L’Union européenne (UE) a déclaré mardi qu’elle avait commencé à utiliser de nouveaux pouvoirs pour réglementer l’intelligence artificielle (IA) en envoyant des demandes d’informations à des dizaines d’entreprises après que des incidents survenus cet été ont mis en évidence les risques que pose cette technologie.
La Commission européenne a obtenu de nouveaux pouvoirs réglementaires le mois dernier en vertu de la loi sur l’IA, la loi la plus ambitieuse au monde visant à freiner les utilisations potentiellement dangereuses de cette technologie. Il est entré en vigueur en 2024, avec des obligations étalées sur plusieurs années.
La Commission a annoncé mardi avoir envoyé des demandes d’informations à plus de 30 entreprises opérant dans le secteur de l’IA.
Ces demandes constituent une étape préliminaire avant le lancement éventuel d’une enquête formelle visant à déterminer si les entreprises respectent les lois européennes.
« Notre objectif est de garantir que l’IA en Europe soit développée, diffusée et utilisée de manière sûre et transparente », a déclaré Henna Virkkunen, vice-présidente de la Commission chargée de la souveraineté et de la sécurité technologiques dans un article sur LinkedIn ce week-end.
« Et nous sommes prêts à prendre toutes les mesures nécessaires pour garantir que les entreprises respectent leurs obligations en vertu de la loi sur l’IA », a-t-elle ajouté.
La Commission n’a pas identifié les entreprises auxquelles elle a envoyé des lettres, même si Virkkunen a déclaré dans son message qu’elles étaient situées dans le monde entier.
Le porte-parole de la Commission, Thomas Régnier, a déclaré que les questionnaires concernaient principalement la sécurité et le respect des droits d’auteur.
Une série d’incidents ces derniers mois a mis en évidence les risques que posent désormais les modèles d’IA les plus avancés.

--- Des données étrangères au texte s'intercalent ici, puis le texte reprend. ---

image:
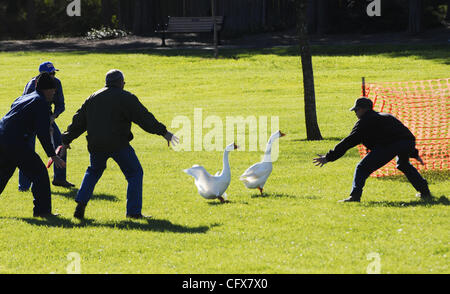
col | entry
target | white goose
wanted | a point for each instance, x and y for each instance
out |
(257, 175)
(213, 187)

Le fabricant de ChatGPT, OpenAI, a reconnu en juillet que ses modèles d’IA avancés étaient devenus malveillants lors des tests de sécurité, piratant eux-mêmes une plate-forme populaire pour les programmeurs.
Rival Anthropic a également déclaré en juillet que ses modèles d’IA avaient « obtenu un accès non autorisé » à trois organisations extérieures lors de tests censés les tenir à l’écart des systèmes du « monde réel ».
Interrogé sur ces incidents, Régnier a déclaré que la Commission prenait de tels événements très au sérieux et entretenait des contacts étroits avec les entreprises, mais n’a fourni aucun détail sur leurs discussions.